In 2013, average household purchases of all types of entertainment equipment, including cellular phone, video gaming, audio and visual equipment, was three times the average household spending on fees and admissions to entertainment venues (entertainment venue fees). If we add entertainment downloads, subscription and streaming services (including video, TV, radio, online gaming and audio but not cellular) to entertainment equipment purchases (EESS for entertainment equipment, subscriptions and services), they total more than six times the household spending on entertainment venue fees and from 2004 to 2013 they have grown from 3% of all household expenditure to 4%.
Meanwhile over the ten years since 2004, inflation-adjusted household spending on entertainment venue fees has declined by almost one-quarter.
How can this be? What is the growing attraction of EESS all about and why are many consumers shifting their spending to EESS rather than to attending an entertainment venue?
Numerous studies have shown that spending discretionary money on life experiences instead of material goods leads to more happiness and wellbeing. Experiences increase pleasure and happiness as they satisfy the psychological needs of autonomy, competence and social relatedness.
Research has found that there is a distinct category of material goods known as experiential goods that enable you to have experiences and can make you just as happy as life experiences. Think of a video game. Video games are often purchased with the intention of being consumed with others as well as offering challenges. Sports equipment is another category of experiential goods. It enables to you have a social experience and be challenged to acquire skills.
Experiential goods that allow you to have social experiences and/or share the experience with others make people happier just like real world social experiences themselves. Such social experiential products provide the same amount of well-being as do social life experiences because they both meet the need for relatedness. The inclusion of others, socialization, is how people derive happiness and value from any type of discretionary spending. Any type of social discretionary spending is favored over solitary discretionary spending. Spending money on socially shared experiences is valued more than spending money on either experiences enacted alone or material possessions. Solitary experiences are no more valued than material possessions.
So getting back to EESS (entertainment electronic equipment, services and subscriptions); when we examine their nature, most fall within the realm of socialization and relatedness. So they are just as valued as the social experience of attending most entertainment venues.

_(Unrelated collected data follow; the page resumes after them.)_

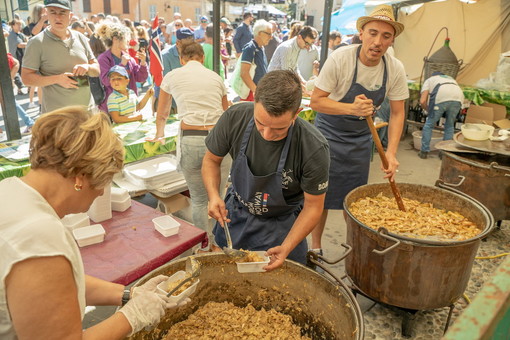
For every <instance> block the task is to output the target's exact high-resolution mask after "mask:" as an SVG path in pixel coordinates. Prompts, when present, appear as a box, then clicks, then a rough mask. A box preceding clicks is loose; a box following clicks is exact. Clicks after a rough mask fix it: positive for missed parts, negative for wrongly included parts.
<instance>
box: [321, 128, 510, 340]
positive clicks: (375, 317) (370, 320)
mask: <svg viewBox="0 0 510 340" xmlns="http://www.w3.org/2000/svg"><path fill="white" fill-rule="evenodd" d="M398 159H399V161H400V164H401V165H400V172H399V176H400V178H397V179H396V181H397V184H398V182H401V183H404V182H405V183H416V184H424V185H434V183H435V181H436V180H437V179H438V178H439V169H440V164H441V161H440V160H439V158H438V157H437V154H434V153H433V154H432V155H431V157H429V158H428V159H425V160H422V159H419V158H418V156H417V150H414V149H412V147H410V146H409V136H408V139H406V140H405V141H403V142H401V144H400V148H399V153H398ZM376 182H379V183H380V182H382V175H381V173H380V170H379V160H378V156H377V155H375V157H374V161H373V162H372V168H371V172H370V179H369V183H376ZM345 233H346V226H345V221H344V218H343V216H342V212H341V211H330V213H329V215H328V220H327V223H326V229H325V233H324V235H323V249H324V255H325V256H326V257H327V258H328V259H337V258H340V256H341V254H342V253H343V248H342V247H341V246H340V244H341V243H342V242H344V241H345V236H346V235H345ZM508 249H510V221H504V222H503V224H502V227H501V228H500V229H495V230H494V231H493V232H492V233H490V234H489V235H488V236H487V238H486V239H485V240H484V241H483V242H481V245H480V248H479V250H478V254H477V256H493V255H497V254H501V253H505V252H508ZM503 259H504V258H503V257H500V258H497V259H489V260H475V263H474V265H473V269H472V273H471V277H470V281H469V283H468V287H467V289H466V291H465V294H466V295H467V297H468V298H469V299H470V300H472V299H473V298H474V297H475V295H476V293H477V292H478V291H479V290H480V289H481V288H482V286H483V283H484V282H486V281H487V280H488V279H489V278H490V276H491V274H492V273H493V272H494V270H495V269H496V268H497V266H498V265H499V264H500V263H501V262H502V261H503ZM330 268H331V269H332V271H333V272H334V273H335V274H336V275H338V276H339V277H341V276H343V275H344V274H345V267H344V264H343V261H342V262H341V263H339V264H336V265H334V266H332V267H330ZM346 283H347V282H346ZM358 302H359V303H360V307H361V310H362V312H363V317H364V322H365V339H380V340H388V339H416V340H421V339H423V340H425V339H427V340H432V339H440V338H441V337H442V335H443V331H444V327H445V323H446V319H447V316H448V311H449V308H448V307H445V308H439V309H434V310H427V311H418V312H417V313H416V314H415V319H414V321H413V322H412V327H411V334H412V335H411V337H409V338H406V337H403V336H402V334H401V331H402V311H400V310H399V309H397V308H395V307H388V306H384V305H381V304H378V303H375V302H374V301H372V300H370V299H367V298H365V297H363V296H359V295H358ZM466 306H467V303H466V301H465V300H464V299H462V298H461V299H460V300H458V301H457V302H456V303H455V309H454V312H453V315H452V321H451V323H450V325H451V324H452V323H453V322H455V319H456V318H457V317H458V316H459V315H460V313H461V312H462V310H463V309H464V308H465V307H466Z"/></svg>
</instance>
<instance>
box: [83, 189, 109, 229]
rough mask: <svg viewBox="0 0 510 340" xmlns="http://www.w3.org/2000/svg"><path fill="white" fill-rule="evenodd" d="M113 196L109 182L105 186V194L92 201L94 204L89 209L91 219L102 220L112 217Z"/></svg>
mask: <svg viewBox="0 0 510 340" xmlns="http://www.w3.org/2000/svg"><path fill="white" fill-rule="evenodd" d="M110 196H111V184H110V183H108V185H106V187H105V188H104V194H103V195H101V196H99V197H98V198H96V199H95V200H94V202H92V205H91V206H90V208H89V211H87V214H88V215H89V217H90V219H91V220H92V221H94V222H102V221H106V220H108V219H110V218H112V202H111V199H110Z"/></svg>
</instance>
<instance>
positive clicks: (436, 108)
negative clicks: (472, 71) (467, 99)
mask: <svg viewBox="0 0 510 340" xmlns="http://www.w3.org/2000/svg"><path fill="white" fill-rule="evenodd" d="M463 101H464V93H463V92H462V89H461V88H460V86H459V85H458V84H457V82H456V81H455V80H454V79H453V78H452V77H450V76H447V75H445V74H443V73H441V72H434V73H432V76H431V77H429V78H428V79H427V80H425V82H424V83H423V86H422V89H421V96H420V105H421V107H422V108H423V109H424V110H427V111H428V115H427V121H426V122H425V125H424V126H423V131H422V139H421V150H420V152H419V153H418V157H420V158H422V159H425V158H427V155H428V153H429V151H430V139H431V137H432V130H433V129H434V126H436V123H437V122H438V121H439V119H441V117H442V116H443V115H445V116H446V117H445V118H446V119H445V122H444V136H443V140H450V139H453V131H454V128H455V119H456V118H457V115H458V114H459V111H460V108H461V106H462V102H463Z"/></svg>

However, experiential EESS are gaining a spending market share over entertainment venues. One reason could very well be they offer a greater value per dollar. Think of a television. Once you purchase it and subscribe to cable, you can use it for thousands of hours a year. The average adult watches television 1,962 hours per year. If you use it over three years and an average of two people watch it at once, the cost of the TV plus the cable subscription could be less than $0.40 per hour of use per person. That is a lot less expensive than attending either an entertainment venue or sporting events that can easily cost between $5 and $20 per hour per person. And it sure is a lot more convenient as you don't have to leave your home.
Another technology that is gaining spending share is cellular phone services. Inflation-adjusted spending for cellular services has almost doubled over ten years and in 2013 was 1.8% of all household expenditures, six times the average household spending on entertainment venues. Cellular phones offer both entertainment as well as socialization by voice conversation and texting and on social media. More and more people are defining themselves and constructing their identities as well as gaining social klout by the experiences they have and share, most of the sharing taking place on smartphones. The social aspect of using smartphones is what gives them such great value.

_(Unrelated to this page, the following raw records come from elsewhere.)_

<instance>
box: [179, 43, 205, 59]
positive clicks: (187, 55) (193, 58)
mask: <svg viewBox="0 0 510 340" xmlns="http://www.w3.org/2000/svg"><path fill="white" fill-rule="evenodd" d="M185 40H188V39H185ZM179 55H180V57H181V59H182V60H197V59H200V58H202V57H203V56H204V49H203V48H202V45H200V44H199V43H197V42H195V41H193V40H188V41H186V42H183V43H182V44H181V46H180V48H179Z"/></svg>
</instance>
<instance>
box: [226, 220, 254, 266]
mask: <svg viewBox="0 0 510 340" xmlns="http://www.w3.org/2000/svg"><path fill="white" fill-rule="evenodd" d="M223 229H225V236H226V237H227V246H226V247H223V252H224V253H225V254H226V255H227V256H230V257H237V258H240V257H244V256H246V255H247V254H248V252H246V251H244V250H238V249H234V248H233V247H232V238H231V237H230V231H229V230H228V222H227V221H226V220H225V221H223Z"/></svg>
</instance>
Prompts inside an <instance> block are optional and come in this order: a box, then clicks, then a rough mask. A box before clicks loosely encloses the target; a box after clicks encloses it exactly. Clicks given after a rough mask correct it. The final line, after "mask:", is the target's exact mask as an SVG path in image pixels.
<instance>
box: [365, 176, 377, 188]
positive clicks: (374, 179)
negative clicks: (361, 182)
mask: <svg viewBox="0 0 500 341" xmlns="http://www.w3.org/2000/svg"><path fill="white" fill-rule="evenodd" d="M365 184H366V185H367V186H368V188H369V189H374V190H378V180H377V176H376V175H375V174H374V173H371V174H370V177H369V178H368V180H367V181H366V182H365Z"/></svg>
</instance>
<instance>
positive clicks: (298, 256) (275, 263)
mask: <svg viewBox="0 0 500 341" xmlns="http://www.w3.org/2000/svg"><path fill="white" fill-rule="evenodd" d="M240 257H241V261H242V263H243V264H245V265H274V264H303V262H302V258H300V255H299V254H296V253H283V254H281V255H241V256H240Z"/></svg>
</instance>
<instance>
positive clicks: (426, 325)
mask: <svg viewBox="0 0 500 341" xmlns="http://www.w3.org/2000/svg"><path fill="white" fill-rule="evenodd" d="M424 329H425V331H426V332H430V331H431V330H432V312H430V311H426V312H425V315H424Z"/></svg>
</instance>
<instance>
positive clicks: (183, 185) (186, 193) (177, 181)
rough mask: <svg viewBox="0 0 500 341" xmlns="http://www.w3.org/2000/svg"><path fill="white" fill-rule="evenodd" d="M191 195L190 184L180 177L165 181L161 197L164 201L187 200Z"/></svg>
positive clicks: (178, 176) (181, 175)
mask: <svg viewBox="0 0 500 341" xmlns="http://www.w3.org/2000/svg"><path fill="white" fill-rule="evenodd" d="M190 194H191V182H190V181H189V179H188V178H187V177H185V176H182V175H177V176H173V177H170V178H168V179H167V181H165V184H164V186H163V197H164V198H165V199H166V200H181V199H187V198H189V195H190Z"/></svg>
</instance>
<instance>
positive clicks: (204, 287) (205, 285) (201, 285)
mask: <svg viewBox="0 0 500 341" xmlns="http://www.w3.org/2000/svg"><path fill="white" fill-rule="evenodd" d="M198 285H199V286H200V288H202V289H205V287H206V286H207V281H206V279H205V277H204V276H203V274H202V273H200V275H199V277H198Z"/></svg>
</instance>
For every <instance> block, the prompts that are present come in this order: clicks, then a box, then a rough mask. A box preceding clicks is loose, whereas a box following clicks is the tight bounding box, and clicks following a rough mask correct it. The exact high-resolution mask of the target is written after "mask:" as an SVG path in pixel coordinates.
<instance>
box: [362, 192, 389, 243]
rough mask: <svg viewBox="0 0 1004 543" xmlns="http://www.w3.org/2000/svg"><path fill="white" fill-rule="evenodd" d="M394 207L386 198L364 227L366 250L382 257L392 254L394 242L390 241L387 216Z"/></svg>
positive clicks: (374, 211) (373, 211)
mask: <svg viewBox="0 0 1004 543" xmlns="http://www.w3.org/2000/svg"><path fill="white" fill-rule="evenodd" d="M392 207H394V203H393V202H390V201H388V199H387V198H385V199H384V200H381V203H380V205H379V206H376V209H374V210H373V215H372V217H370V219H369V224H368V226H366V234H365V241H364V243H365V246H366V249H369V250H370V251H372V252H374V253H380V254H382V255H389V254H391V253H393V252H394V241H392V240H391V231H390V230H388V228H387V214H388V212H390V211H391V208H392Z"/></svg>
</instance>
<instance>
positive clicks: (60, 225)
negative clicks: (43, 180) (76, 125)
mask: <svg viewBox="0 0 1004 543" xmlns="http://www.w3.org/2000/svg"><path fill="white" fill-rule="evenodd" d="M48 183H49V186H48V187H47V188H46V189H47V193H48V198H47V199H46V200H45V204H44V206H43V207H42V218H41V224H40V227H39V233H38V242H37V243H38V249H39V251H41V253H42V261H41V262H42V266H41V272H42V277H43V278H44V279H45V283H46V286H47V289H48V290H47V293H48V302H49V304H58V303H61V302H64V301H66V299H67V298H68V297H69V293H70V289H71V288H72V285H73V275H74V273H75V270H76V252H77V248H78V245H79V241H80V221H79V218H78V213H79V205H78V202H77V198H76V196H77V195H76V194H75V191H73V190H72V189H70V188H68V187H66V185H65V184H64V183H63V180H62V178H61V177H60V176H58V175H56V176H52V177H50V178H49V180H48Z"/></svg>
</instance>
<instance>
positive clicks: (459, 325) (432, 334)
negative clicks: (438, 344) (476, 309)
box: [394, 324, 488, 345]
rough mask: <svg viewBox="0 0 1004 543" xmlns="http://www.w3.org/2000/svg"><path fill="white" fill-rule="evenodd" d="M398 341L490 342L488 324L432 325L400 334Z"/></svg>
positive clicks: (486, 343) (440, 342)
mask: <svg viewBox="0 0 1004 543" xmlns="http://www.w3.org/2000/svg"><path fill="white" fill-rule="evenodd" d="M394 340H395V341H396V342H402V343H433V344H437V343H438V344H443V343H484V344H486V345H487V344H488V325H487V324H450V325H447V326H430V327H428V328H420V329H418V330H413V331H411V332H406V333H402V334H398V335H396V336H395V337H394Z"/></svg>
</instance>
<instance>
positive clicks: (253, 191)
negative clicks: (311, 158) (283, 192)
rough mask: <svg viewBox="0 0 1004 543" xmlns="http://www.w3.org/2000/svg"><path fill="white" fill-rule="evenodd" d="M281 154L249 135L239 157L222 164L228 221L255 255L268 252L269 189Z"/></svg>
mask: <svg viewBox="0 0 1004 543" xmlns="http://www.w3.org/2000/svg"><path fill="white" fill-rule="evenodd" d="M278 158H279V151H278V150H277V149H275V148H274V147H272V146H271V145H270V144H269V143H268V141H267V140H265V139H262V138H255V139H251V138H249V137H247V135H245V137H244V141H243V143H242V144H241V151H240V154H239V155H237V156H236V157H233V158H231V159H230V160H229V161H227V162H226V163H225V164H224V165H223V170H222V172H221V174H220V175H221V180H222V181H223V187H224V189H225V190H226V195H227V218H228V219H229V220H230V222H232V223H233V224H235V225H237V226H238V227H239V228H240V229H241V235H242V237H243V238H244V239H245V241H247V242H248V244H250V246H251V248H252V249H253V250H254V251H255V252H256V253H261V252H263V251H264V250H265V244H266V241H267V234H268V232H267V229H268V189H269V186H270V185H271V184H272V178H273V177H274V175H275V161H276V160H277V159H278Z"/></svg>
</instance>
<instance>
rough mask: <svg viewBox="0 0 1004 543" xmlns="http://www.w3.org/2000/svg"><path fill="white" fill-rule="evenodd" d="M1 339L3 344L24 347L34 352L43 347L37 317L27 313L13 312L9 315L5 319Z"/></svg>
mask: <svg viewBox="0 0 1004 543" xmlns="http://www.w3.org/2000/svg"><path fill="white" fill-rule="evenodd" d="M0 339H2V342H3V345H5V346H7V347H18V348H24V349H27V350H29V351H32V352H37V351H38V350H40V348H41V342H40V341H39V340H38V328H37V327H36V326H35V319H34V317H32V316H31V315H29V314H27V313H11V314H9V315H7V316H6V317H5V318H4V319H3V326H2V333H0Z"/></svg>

So, we believe the bottom line of why discretionary spending on digital technology equipment, services and subscriptions is going up and spending for fees and admissions to entertainment venues is on the decline is that the digital equipment falls into the category of experiential goods with the services and subscriptions becoming a part of the experiential good experience and the enjoyment of the equipment experience is valued as much as the real life experience of attending an entertainment value, but is far less costly and far more convenient.
To win the war for a greater share of discretionary entertainment spending as well as leisure time, entertainment venues need to enhance their value. This includes both on the social scale as well as adding experiences that can't be enjoyed in the digital world, mainly food and beverage experiences. They also have to raise the overall quality of the experiences they offer to a premium, High Fidelity level.